A great academic resource ... August 15, 2007 6 out of 6 found this review helpful
Volume I and II are perhaps the most in-depth resources covering the North Shore gilded age architectural treasures lost and the shells of what remain. The very sharp authors know their subjects exceedingly well and have done exhaustive research.
That said I strongly caution those folks who are looking for a glossy coffee table, photographic rich, book to drink in the opulence and history to keep looking. This is not the book for them.
The utilitarian printing of each volume (over 1,100 pages between the two books) is more akin to a soft cover academic text book. Photographs are limited, black and white, and have a look as if they were reproduced on a Xerox machine. Granted many homes are lost and whatever images that may exist are rare. Still however, for example, F. Ambrose Clark's 'Broad Hollow' has appeared in several other books in all its glory. Yet in these books that same estate complex doesn't fair so well.
If you own or look at the book, "Long Island Country Houses and Their Architects, 1860 - 1940", you'll find better photos and a more polished final presentation. However for more accuracy, a greater depth in the text, and uniformity in the presentation then these two Volumes are superior.

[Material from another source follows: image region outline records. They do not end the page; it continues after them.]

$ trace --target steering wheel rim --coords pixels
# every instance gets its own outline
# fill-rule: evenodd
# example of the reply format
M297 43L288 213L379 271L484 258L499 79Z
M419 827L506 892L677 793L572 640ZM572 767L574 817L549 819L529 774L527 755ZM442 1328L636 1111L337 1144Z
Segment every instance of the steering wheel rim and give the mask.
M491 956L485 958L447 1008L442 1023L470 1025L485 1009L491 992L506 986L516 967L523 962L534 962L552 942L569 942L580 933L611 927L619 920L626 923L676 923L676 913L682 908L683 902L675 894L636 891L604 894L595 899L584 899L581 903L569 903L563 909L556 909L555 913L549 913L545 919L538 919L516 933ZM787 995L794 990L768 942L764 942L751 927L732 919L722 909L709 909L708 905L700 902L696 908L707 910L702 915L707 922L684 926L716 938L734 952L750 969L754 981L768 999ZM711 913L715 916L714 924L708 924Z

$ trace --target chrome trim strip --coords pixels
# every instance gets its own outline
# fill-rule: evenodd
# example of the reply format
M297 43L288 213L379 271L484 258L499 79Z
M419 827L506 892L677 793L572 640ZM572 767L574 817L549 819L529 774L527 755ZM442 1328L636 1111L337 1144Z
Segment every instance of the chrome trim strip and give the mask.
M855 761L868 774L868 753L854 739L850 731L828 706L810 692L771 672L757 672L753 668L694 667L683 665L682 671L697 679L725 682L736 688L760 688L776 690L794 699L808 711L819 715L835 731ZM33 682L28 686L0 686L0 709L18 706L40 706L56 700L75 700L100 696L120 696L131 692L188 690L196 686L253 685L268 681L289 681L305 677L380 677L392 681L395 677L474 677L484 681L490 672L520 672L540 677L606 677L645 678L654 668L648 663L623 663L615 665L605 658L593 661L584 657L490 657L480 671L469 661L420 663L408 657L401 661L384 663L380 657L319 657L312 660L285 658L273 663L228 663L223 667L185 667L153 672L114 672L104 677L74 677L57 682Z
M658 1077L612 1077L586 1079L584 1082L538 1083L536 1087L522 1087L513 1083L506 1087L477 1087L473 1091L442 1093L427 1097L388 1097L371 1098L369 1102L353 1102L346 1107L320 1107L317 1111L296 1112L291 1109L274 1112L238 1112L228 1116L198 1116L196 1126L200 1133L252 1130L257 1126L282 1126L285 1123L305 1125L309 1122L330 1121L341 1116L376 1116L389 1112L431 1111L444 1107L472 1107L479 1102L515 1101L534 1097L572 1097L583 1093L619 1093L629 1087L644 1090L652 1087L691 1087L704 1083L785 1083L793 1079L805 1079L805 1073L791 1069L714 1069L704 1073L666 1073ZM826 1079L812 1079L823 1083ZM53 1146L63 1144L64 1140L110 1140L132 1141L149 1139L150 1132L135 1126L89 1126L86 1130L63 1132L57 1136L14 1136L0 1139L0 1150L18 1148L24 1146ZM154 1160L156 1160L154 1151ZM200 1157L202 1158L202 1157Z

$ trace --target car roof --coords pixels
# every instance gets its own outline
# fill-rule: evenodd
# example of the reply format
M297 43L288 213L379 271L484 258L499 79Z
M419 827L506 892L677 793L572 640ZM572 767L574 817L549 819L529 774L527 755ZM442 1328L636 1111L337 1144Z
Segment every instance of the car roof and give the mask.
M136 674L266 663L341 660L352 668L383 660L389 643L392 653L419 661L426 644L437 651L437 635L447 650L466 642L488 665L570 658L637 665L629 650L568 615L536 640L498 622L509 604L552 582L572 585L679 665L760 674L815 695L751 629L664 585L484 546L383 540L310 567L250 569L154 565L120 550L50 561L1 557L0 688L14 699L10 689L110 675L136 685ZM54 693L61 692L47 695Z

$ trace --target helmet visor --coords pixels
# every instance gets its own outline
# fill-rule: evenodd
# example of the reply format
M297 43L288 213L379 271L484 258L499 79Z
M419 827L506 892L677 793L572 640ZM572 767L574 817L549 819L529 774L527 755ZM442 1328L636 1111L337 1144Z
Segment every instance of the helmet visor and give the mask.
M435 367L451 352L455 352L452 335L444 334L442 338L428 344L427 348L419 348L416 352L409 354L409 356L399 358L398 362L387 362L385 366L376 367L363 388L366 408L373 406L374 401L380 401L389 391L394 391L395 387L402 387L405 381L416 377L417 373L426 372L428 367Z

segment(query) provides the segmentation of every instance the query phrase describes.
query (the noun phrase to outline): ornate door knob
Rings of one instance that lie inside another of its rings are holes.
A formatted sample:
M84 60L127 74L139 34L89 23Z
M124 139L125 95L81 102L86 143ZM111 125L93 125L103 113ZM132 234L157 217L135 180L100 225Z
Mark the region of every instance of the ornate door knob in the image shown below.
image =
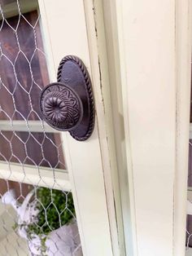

THE GOLD COAST April 23, 2007 3 out of 5 found this review helpful
The North Shore of Long Island was the ultimate playground for the jet set ultra rich..from Pratt to Phipps to Woolworth to Vanderbilt and on and on, they just kept building spectacular mansion after spectacular mansion for decades, this book does a fantastic job of covering these families and their amazing estates, the text is insightful and the images are abundent and vivid. It's so sad that so many of these mansions were torn assunder for hideous tract homes, but the ones that survive are resplendant reminders, that once for a golden moment, man created heaven on earth.